Mentan Syahrul Yasin Limpo Menghadap Jokowi, Lapor soal Panen Raya

Jakarta, IDN Times - Menteri Pertanian Syahrul Yasin Limpo menghadap Presiden Joko “Jokowi” Widodo di Istana Negara, pada Jumat (17/2/2023).
Isu soal panen raya menjadi hal utama yang dibawa Syahrul menghadap Jokowi.
“Jadi kita laporkan kepada Bapak Presiden, mulai Februari sampai Maret ini, proses panen raya sudah berlangsung di semua daerah,” kata Syahrul di Kompleks Istana Kepresidenan, Jakarta.
1. Awal panen raya sudah dimulai

Menurut data Badan Pusat Statistik (BPS), Syahrul mengungkapkan bahwa pada Februari sampai Maret sudah memasuki awal panen raya.
“Untuk Februari saja ada kurang lebih satu hektare. Lalu panen lagi Maret itu 1,9 juta. Itu awal-awal panen raya,” tuturnya.
Syahrul menambahkan bahwa dari Maret hingga April akan memasuki puncak panen. Bahkan produksi beras juga bisa mencapai 5,9 juta ton.
“Totalnya rata-rata 5,9 (juta ton) dari data yang ada ya, yang selama ini kita jadikan rujukan. Walaupun dengan berbagai varietas, yang kita pakai sekarang sudah lebih dari itu, tapi kita pakailah yang terendah 5,9 data BPS,” tuturnya.
“Dan tentu kita berharap ya serapan-serapan ini bisa secara maksimal dilakukan oleh kepentingan-kepentingan konsumen kita,” lanjut Syahrul.
2. Harga beras Indonesia paling mahal se-ASEAN

Harga beras di Indonesia termasuk yang paling tinggi di antara negara-negara tetangga di kawasan ASEAN.
Hal itu diungkapkan Bank Dunia (World Bank) dalam laporan Prospek Ekonomi Indonesia (Indonesia Economic Prospects/IEP) edisi Desember 2022.

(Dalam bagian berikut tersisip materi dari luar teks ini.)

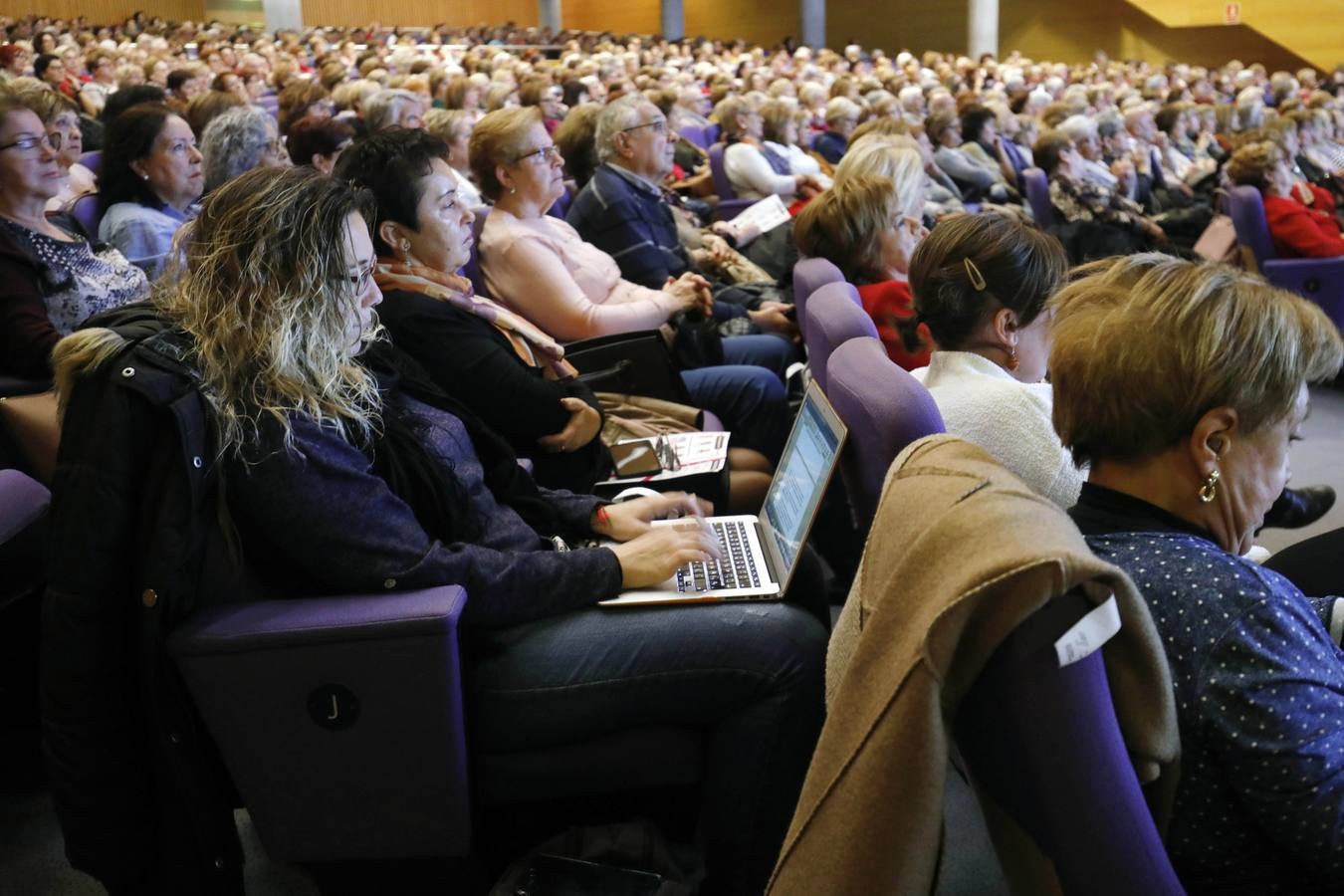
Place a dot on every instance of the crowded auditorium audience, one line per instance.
(341, 283)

"Harga beras eceran di Indonesia secara konsisten menjadi yang tertinggi di ASEAN selama 1 dekade terakhir, yakni 28 persen lebih tinggi dari Filipina, dan dua kali lipat lebih tinggi dari harga beras di Vietnam, Kamboja, dan Thailand," demikian laporan IEP Desember 2022.

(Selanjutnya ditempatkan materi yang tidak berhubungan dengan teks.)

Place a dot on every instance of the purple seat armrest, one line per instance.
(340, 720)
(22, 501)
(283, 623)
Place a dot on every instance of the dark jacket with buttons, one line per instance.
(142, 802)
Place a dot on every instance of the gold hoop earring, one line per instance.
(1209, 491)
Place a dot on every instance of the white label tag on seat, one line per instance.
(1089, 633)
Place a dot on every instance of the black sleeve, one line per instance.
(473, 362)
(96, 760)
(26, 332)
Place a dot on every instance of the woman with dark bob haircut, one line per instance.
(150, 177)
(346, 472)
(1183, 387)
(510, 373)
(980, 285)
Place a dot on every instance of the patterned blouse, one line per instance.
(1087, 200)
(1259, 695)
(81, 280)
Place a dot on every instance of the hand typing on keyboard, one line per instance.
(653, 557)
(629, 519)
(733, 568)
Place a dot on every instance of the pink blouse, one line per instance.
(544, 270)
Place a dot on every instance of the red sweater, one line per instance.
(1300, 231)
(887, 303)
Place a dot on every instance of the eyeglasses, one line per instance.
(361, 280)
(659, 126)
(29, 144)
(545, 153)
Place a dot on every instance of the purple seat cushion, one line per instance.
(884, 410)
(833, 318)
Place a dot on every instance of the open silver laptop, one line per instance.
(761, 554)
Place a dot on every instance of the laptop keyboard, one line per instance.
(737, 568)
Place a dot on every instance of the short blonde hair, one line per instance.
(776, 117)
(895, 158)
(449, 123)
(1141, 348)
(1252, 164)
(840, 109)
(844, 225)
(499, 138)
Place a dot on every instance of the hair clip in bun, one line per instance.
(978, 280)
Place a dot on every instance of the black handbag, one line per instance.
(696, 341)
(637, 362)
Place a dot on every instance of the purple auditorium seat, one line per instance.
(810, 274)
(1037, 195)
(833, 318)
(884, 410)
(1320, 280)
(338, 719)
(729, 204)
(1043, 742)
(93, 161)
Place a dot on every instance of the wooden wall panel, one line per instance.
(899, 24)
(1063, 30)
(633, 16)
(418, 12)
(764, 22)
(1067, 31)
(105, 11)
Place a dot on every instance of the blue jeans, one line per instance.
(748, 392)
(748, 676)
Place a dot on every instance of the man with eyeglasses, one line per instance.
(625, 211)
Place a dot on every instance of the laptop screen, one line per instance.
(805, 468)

3. Harga beras yang tinggi merugikan masyarakat

Bank Dunia menilai masyarakat Indonesia harus menanggung kerugian karena tingginya harga beras dibebankan kepada masyarakat. Dampak itu pun lebih signifikan pada kaum miskin.

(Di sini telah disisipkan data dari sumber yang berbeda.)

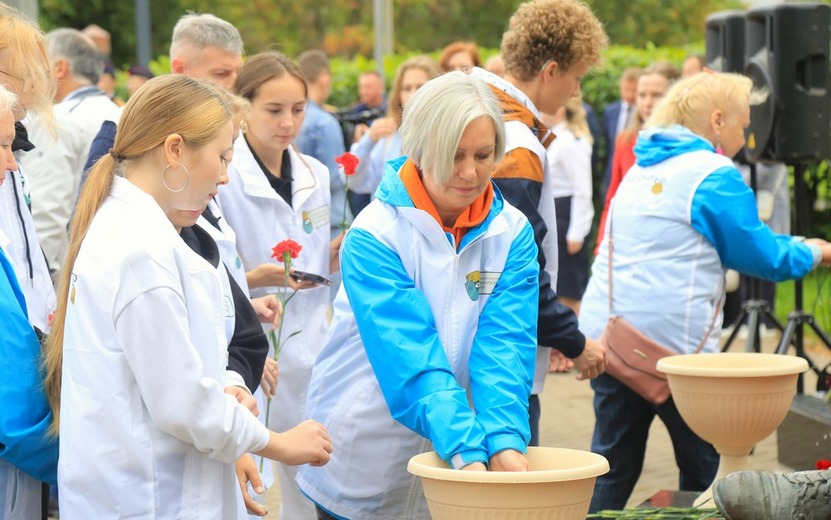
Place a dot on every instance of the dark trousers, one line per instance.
(622, 420)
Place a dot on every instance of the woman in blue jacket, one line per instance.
(681, 216)
(433, 338)
(28, 454)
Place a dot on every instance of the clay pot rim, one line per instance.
(691, 365)
(597, 465)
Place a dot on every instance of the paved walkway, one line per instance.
(568, 422)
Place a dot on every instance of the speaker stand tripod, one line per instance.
(755, 307)
(793, 334)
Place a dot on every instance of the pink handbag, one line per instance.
(631, 356)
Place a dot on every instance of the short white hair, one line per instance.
(205, 30)
(8, 100)
(437, 115)
(79, 50)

"Harga beras yang tinggi juga merugikan petani. Karena dua pertiga dari petani mengonsumsi pangan pokok (beras), dan secara keseluruhan mereka tidak mendapatkan keuntungan dari harga tinggi pada produk pertanian yang mereka hasilkan," lanjut isi laporan tersebut.